Banksy has been “decorating” the wall with his art since 2005 to highlight the complexity of life near the wall. The Walled Off Hotel continues this work. As he states on the hotel’s website, “The aim is to tell the story of the wall from every side and give visitors the opportunity to discover it for themselves. We offer an especially warm welcome to young Israelis. Absolutely no fanaticism is permitted on the premises.” (While much of the West Bank territory is off-limits to Israelis, the hotel is built in Area C of the occupied West Bank, a division in which Israelis are allowed free movement.) With the finished project, Banksy delivers on his promise for “the hotel with the worst view in the world.” The rooms and the lobby directly face the imposing 30-foot-tall concrete slab. Higher floors offer the added benefit of views of the Israeli army towers on the other side of the wall.
But it’s more than a political statement. The fully functioning hotel doubles as an art space with dozens of new Banksy works and a small gallery that features prominent and up-and-coming Palestinian artists.
The surreal experience in Banksy’s witty signature style starts at the entrance. A chimpanzee bellboy greets guests with a permanent smirk and a wide-open suitcase that is scattering its intimate belongings on the pavement.
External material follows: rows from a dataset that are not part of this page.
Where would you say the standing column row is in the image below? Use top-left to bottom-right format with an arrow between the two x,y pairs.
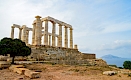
52,22 -> 56,47
11,26 -> 15,39
44,20 -> 48,45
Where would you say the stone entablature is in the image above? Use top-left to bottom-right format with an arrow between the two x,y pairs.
11,16 -> 77,49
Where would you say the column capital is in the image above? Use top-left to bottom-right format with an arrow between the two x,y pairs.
64,26 -> 68,28
70,28 -> 73,30
50,21 -> 56,24
59,24 -> 62,26
19,27 -> 23,30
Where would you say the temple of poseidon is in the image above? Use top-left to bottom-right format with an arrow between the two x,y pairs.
11,16 -> 105,65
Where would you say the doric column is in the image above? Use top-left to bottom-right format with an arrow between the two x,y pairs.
48,34 -> 51,46
19,28 -> 22,40
58,24 -> 62,47
70,28 -> 73,48
74,44 -> 78,49
64,26 -> 68,48
44,20 -> 48,45
52,22 -> 56,47
21,25 -> 26,42
25,30 -> 29,44
56,36 -> 59,47
32,23 -> 36,45
11,26 -> 15,39
35,16 -> 42,45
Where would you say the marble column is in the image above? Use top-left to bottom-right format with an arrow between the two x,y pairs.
52,22 -> 56,47
19,28 -> 22,40
32,23 -> 36,45
21,25 -> 27,42
44,20 -> 48,45
35,16 -> 42,45
58,24 -> 62,47
64,26 -> 68,48
74,44 -> 78,49
56,36 -> 59,47
48,34 -> 51,46
70,28 -> 73,48
11,26 -> 15,39
25,30 -> 29,44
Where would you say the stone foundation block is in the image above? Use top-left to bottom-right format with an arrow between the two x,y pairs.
24,70 -> 40,79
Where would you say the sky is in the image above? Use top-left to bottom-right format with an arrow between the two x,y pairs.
0,0 -> 131,58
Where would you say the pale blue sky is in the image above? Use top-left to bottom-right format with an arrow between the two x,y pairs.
0,0 -> 131,58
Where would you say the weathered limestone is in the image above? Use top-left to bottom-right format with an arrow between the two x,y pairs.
52,22 -> 56,47
58,24 -> 62,47
64,26 -> 68,48
35,16 -> 41,45
74,44 -> 78,49
11,16 -> 77,49
70,28 -> 73,48
21,25 -> 27,42
49,34 -> 51,46
19,28 -> 23,39
25,30 -> 29,44
44,20 -> 48,45
24,70 -> 40,79
11,26 -> 15,39
32,23 -> 36,45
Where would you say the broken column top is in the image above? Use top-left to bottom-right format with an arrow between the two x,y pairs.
35,15 -> 41,18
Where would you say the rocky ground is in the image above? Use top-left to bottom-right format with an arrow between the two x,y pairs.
0,64 -> 131,80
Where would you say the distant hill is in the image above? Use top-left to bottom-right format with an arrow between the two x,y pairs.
101,54 -> 120,59
101,54 -> 131,67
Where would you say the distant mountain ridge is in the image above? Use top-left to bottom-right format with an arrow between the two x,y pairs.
101,54 -> 121,59
101,54 -> 131,67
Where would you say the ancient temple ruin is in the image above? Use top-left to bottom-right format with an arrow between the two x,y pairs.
8,16 -> 107,64
11,16 -> 77,49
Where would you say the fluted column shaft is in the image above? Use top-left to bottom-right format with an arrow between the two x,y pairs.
32,23 -> 36,45
11,26 -> 15,39
44,20 -> 48,45
21,25 -> 26,42
52,22 -> 56,47
57,36 -> 59,47
64,26 -> 68,48
19,28 -> 22,40
70,28 -> 73,48
58,24 -> 62,47
25,30 -> 29,44
35,16 -> 42,45
48,35 -> 51,46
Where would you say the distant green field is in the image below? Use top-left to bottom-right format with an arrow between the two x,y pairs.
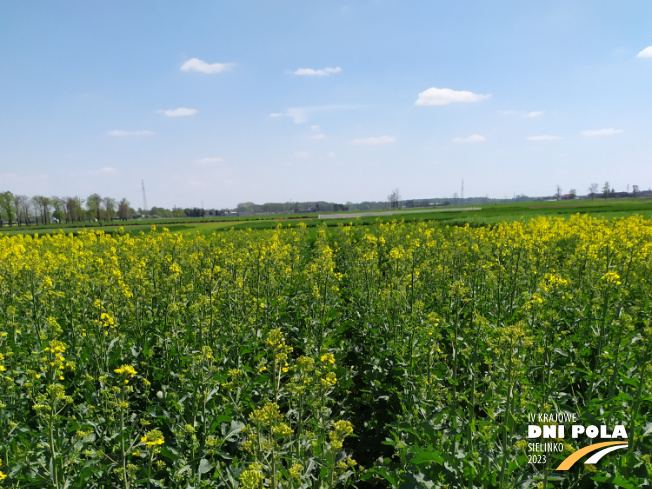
5,198 -> 652,236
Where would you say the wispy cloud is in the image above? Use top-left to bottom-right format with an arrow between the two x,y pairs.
581,128 -> 624,138
159,107 -> 198,117
181,58 -> 233,74
351,136 -> 396,146
453,134 -> 487,144
503,110 -> 543,119
636,46 -> 652,58
269,105 -> 354,124
107,129 -> 154,137
195,156 -> 224,165
88,166 -> 121,177
525,134 -> 561,141
414,87 -> 491,105
293,66 -> 342,76
310,124 -> 326,140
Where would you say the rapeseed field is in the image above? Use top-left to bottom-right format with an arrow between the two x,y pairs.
0,215 -> 652,489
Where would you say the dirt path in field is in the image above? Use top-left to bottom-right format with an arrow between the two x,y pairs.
317,207 -> 482,219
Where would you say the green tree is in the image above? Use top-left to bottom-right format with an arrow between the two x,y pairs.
0,190 -> 16,227
589,183 -> 598,200
86,194 -> 102,221
118,197 -> 131,221
32,195 -> 52,224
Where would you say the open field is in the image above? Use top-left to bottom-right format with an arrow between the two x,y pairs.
0,214 -> 652,489
5,198 -> 652,236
Inside the lobby, emphatic visuals of two cherubs wearing gas masks and a children’s carousel revolving around a watchtower stir up a sense of phantasmagoria matched only by the nonchalant high tea served against the backdrop of a militarized concrete wall. Above the fireplace, a seemingly benevolent seascape canvas reveals rows of life jackets cast ashore and a phrase beneath: “We travel not to escape life, but for life not to escape us.”
Deep leather sofas and shabby, 1952 editions of The Canterbury Tales accentuate the hotel’s colonial style—a nod to the British involvement in the area. In fact, the hotel’s opening coincides with the 100th anniversary of the British occupation of Palestine.
GO INSIDE THE WALLED OFF HOTEL[[[slideshow_id#892]]]
The Walled Off Hotel offers three types of rooms, all of which were designed by Banksy and two other artists: locally based Sami Musa and Canada-based Dominique Petrin. The Budget Barracks (from $30 a night) are a no-frills option outfitted with surplus items from Israeli military barracks, while the Scenic and Artist Rooms are customized by Banksy and the other contributing artists (from $215). Finally, the Presidential suite is “equipped with everything a corrupt head of state would need,” including a home cinema, a roof garden, and a tiki bar (from $965).
Several Israeli and Palestinian public buses commute to the center of Bethlehem each day. From there, travelers can find the hotel by simply following the wall, a route that some have started to call the “Banksy trail.” Visitors should expect to obey strict rules while at the hotel: No camera use, other than in-phone cameras, is permitted on the property, a $1,000 anti-theft deposit is required to stay in the rooms (with the exception of the Budget Barracks), and the hotel strongly advises against shining laser pens in the direction of the Israeli army watchtowers.
Next to the hotel, an art shop cheekily called Wall*Mart, offers a variety of classic and new Banksy stencils that visitors can use to leave their mark on the wall. “It’s not ‘not’ legal,” a reassuring nearby poster claims. Run by local graffiti artists in cooperation with Banksy, the shop offers yet another way for outsiders to get involved and contribute badly needed funds to the local economy.
For those interested in better understanding the conflict, the hotel also hosts a museum dedicated to the history of the wall. Additionally, and rather alarmingly, a border checkpoint is situated less than 500 yards from the hotel, offering a firsthand look at reality along the wall. But perhaps the most revealing introduction to the area is to simply step outside where, amid the dust-choked, ruined sidewalks and bare-minimum housing, a whale of a wall tears through the town of Bethlehem.